Photo: Lundbeckfonden

Seven-figure grant to help researcher understand sclerosis

Wednesday 04 Mar 15
by Bjørn Lymann Jespersen


Vasileios Bekiaris
Groupleader, Associate Professor
DTU Health Tech
+45 35 88 68 28

A DTU researcher is seeking to understand what causes the immune system to attack the body’s own healthy cells in diseases such as multiple sclerosis, and how to prevent this from happening. He is studying a family of enzymes which appear to play a key role in connection with the onset of sclerosis.

Immunologist Vasileios Bekiaris has just received a Lundbeck Foundation Fellowship grant of DKK 10 million. The money will be used to identify how the immune system’s white blood cells recognize the chemical signals from sclerosis-affected tissue.

“By understanding how the white blood cells react and what they react to, we hope to devise a means of intervention for preventing the disease from progressing,” says Vasileios Bekiaris.

Our immune system is fine-tuned to detect when viruses and bacteria attack our cells, and immediately counter-attack to stop the infection. However, sometimes genetic errors cause normal tissue to emit chemical substances so that the immune system thinks there is a infection underway. The immune system then attacks the healthy tissue, as in the case of multiple sclerosis.

Testing promising material
Vasileios is concentrating his studies on a specific group of immune system enzymes. These enzymes are responsible for activating the white blood cells, thereby creating a basis for the inflammation in the tissue which exacerbates sclerosis. He has discovered that a substance affecting these enzymes has an enormous impact on the function of the white blood cells.

“The material blocks the functioning of the enzymes we are studying, effectively stopping the white blood cells from being activated and thus suppressing the symptoms of multiple sclerosis. It looks very promising,” says Vasileios Bekiaris. He will now continue his research in order to fully understand how the enzymes affect the white blood cells if they are not blocked and at the same time optimize the treatment potential of the material.

“In the coming years, we will gain a much greater understanding of inflammatory immune cells. My hope is that we will be able to put forward one or more candidates for the treatment of the disease,” he stresses.

Strong competencies to DTU
The Lundbeck Foundation Fellowship grant signals the move of Greek Vasileios Bekiaris’ research from Sweden to DTU.
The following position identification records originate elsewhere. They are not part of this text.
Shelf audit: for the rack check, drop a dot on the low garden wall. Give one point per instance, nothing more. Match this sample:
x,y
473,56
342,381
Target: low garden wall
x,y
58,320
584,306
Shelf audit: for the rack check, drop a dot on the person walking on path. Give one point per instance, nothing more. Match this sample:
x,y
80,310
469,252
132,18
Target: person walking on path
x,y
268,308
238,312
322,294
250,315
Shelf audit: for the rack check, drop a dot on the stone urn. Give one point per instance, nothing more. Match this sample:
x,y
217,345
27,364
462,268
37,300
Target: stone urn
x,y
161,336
“This fellowship will give me the opportunity to establish a further strong immunology group at DTU’s rapidly expanding immunology centre,” says Vasileios Bekiaris, who is very much looking forward to getting started in the coming months.

The grant ensures him the peace and quiet to work over the next five years, enabling him to focus on developing a treatment for sclerosis and other diseases in which the immune system begins attacking healthy tissue.